Obviously, Kevin had asked her to the prom before David had kissed her.
He’d felt the dilemma of it; his best friend was staking a claim, had a prior claim. Since his own father had died, David had practically lived at the house next door. He and Kevin were more t
han friends. They were brothers. Plus, what had Kayla been doing kissing David when she’d agreed to go with Kevin to the prom?
David had done the only possible thing. He’d backed off. In truth, he had probably thought he might have another chance to explore the electricity that had leaped so spontaneously between him and Kayla.
He had thought the thing between her and Kevin would play itself out. Kevin never stuck with anything for long.
But then the little girl had drowned. On Kevin’s watch. And the days of that summer had become a swiftly churning kaleidoscope that they all had been sucked into. A kaleidoscope of loss and of pain and guilt and remorse and sadness. And of anger.
And somehow, when the kaleidoscope had stopped spinning and had spit them all out, Kayla and Kevin were engaged.
It occurred to David that he had been angry at Kevin long before that child had drowned.
“You need to go.”
Kayla said it again, more firmly.
David wanted to get away from her, and from the anger in her eyes, and the recrimination, and the pain that shaded the green to something deeper than green.
She dismissed him, turning her back on him, marching through the doors of the clinic.
The easiest thing would have been to let her go.
But when had David ever done what was easy?
He had promised to see to her dog and her things, and the fact that his word was solid gold was part of what had allowed him to go so far in the world.

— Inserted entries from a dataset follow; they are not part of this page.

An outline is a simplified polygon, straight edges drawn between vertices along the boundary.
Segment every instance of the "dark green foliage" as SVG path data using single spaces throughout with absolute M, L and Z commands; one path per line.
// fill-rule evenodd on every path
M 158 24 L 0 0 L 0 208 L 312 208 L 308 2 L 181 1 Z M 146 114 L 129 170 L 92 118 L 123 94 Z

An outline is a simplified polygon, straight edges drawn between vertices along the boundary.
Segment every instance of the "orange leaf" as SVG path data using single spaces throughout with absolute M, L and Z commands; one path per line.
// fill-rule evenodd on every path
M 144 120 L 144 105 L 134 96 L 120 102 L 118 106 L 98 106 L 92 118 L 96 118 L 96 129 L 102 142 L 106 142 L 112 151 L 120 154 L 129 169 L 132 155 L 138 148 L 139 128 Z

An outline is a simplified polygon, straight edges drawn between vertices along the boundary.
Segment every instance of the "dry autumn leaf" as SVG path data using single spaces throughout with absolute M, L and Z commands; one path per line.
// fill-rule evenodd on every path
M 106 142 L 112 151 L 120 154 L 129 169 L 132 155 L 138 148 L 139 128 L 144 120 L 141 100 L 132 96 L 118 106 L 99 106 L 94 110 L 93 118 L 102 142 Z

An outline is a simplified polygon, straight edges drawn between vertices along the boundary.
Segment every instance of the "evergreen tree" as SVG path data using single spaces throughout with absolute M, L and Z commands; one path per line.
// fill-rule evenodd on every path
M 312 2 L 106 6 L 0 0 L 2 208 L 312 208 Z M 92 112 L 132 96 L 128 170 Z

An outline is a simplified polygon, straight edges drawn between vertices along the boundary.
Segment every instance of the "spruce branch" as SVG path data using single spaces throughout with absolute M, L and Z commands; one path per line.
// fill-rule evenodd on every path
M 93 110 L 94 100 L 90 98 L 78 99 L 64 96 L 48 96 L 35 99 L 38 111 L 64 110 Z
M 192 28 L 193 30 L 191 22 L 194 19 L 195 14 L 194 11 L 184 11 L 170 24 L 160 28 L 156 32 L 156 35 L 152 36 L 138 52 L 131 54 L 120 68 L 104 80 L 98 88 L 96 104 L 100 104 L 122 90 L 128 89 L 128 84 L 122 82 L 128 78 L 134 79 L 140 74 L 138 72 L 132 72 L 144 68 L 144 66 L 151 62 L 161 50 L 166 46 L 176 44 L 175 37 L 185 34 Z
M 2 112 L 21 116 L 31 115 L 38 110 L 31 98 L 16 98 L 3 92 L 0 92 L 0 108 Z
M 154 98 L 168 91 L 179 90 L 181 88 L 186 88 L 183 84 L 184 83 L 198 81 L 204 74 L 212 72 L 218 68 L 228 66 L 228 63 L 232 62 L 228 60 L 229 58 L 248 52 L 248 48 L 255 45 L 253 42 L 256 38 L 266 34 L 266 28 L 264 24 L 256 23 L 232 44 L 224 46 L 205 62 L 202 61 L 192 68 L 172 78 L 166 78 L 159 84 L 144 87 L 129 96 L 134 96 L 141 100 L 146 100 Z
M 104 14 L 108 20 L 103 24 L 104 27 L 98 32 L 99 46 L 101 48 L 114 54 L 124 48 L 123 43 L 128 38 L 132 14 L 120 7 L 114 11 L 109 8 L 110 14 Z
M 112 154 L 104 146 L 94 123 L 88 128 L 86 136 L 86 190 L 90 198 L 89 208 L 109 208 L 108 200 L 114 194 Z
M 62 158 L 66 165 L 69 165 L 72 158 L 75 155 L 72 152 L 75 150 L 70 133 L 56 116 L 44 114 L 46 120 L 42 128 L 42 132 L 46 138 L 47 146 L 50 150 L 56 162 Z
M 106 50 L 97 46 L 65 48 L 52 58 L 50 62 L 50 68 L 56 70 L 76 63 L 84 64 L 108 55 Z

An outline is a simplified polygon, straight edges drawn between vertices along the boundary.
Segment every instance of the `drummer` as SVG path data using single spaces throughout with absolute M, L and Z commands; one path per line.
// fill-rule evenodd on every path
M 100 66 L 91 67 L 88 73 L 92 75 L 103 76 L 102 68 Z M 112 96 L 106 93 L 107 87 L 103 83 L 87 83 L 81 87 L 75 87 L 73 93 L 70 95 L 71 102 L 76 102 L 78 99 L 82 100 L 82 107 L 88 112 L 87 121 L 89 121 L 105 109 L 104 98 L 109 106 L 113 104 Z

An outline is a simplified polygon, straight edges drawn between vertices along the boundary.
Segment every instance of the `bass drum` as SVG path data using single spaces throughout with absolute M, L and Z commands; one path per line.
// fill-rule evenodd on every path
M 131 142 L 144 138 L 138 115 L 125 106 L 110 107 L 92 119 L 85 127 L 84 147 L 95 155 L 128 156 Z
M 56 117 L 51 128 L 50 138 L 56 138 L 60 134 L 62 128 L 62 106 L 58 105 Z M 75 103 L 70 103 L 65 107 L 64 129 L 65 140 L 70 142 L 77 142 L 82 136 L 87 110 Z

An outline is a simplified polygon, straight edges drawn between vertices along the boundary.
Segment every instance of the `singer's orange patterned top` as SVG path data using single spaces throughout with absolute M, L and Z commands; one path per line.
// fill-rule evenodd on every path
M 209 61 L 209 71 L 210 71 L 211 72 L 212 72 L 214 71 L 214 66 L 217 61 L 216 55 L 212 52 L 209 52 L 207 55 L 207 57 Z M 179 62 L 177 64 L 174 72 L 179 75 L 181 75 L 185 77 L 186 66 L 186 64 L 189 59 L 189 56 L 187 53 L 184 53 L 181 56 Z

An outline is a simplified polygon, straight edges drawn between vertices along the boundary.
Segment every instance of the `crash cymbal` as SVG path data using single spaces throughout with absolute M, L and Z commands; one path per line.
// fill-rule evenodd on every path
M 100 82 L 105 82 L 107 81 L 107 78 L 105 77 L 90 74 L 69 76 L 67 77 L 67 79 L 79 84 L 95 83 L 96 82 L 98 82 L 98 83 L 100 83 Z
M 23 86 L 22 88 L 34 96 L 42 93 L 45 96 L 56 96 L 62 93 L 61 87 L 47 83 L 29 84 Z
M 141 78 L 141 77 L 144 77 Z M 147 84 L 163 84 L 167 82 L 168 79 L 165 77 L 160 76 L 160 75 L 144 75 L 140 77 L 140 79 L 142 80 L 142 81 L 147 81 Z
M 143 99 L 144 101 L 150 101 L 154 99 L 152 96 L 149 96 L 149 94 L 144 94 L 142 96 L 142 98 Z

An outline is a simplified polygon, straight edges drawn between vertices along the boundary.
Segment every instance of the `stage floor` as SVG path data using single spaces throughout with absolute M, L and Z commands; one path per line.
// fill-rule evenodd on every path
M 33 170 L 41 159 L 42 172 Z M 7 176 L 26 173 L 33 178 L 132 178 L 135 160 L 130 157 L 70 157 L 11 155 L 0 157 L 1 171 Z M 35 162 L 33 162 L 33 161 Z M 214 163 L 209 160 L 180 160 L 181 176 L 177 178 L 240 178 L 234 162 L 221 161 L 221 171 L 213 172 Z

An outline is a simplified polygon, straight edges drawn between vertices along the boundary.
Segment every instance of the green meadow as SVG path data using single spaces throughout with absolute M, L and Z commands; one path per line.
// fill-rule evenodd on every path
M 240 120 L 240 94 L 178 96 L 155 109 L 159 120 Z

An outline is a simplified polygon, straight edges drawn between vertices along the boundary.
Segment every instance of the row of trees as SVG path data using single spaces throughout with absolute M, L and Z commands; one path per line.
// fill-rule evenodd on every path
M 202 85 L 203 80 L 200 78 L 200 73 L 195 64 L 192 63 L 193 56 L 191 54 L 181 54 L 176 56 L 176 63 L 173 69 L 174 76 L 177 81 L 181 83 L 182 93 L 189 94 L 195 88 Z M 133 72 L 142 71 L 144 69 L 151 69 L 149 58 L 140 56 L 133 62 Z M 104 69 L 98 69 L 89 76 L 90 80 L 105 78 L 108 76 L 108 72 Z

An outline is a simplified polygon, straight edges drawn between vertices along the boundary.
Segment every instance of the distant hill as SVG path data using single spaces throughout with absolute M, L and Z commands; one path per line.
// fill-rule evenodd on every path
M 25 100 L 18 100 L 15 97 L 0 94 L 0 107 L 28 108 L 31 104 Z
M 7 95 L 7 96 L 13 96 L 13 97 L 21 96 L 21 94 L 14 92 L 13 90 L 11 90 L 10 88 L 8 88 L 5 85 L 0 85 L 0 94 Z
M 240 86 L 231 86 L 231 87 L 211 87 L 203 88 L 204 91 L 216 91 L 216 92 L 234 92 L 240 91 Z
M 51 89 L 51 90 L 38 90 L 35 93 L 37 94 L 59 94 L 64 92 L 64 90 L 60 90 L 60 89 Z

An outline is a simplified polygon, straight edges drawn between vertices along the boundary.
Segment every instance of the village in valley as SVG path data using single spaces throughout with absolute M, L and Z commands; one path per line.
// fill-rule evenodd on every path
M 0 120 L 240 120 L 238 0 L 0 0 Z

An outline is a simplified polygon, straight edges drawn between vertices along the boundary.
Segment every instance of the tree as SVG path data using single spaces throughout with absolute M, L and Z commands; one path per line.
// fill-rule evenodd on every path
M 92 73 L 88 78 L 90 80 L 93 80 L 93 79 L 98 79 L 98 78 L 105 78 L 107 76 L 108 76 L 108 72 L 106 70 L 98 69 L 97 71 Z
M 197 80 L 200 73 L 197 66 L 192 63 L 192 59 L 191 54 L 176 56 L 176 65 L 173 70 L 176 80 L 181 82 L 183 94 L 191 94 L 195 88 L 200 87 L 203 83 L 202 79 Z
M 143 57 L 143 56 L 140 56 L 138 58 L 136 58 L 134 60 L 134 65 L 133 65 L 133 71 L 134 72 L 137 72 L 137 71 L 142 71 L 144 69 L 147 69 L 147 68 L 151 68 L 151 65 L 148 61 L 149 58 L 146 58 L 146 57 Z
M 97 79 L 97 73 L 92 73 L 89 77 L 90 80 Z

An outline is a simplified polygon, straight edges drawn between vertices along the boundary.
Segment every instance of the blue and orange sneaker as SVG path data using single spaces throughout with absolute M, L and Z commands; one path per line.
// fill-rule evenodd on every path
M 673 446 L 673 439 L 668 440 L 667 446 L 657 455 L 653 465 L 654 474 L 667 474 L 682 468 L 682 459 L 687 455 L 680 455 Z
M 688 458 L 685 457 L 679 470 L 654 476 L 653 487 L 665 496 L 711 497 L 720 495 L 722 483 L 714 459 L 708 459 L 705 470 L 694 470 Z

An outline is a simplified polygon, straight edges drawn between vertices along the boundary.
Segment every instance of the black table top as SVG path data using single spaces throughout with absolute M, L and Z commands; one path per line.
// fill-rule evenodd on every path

Blaze Enterprises had been built on a concept of integrity that was rare in the business world.
He followed her through the doors of the clinic.
The ancient nurse, Mary McIntyre, insisted that Kayla take one of the beds in the empty clinic, and so, even though Kayla had dismissed him, he followed them as Mary fussed around her, asking questions, taking her pulse and her blood pressure and listening to her heart.
“We’ll just keep an eye on you, dear. There’s a doctor three minutes away if we need him.”
“Okay,” Kayla said, settled on the cot, her arms folded across her chest. She glared at David. “Why are you still here?”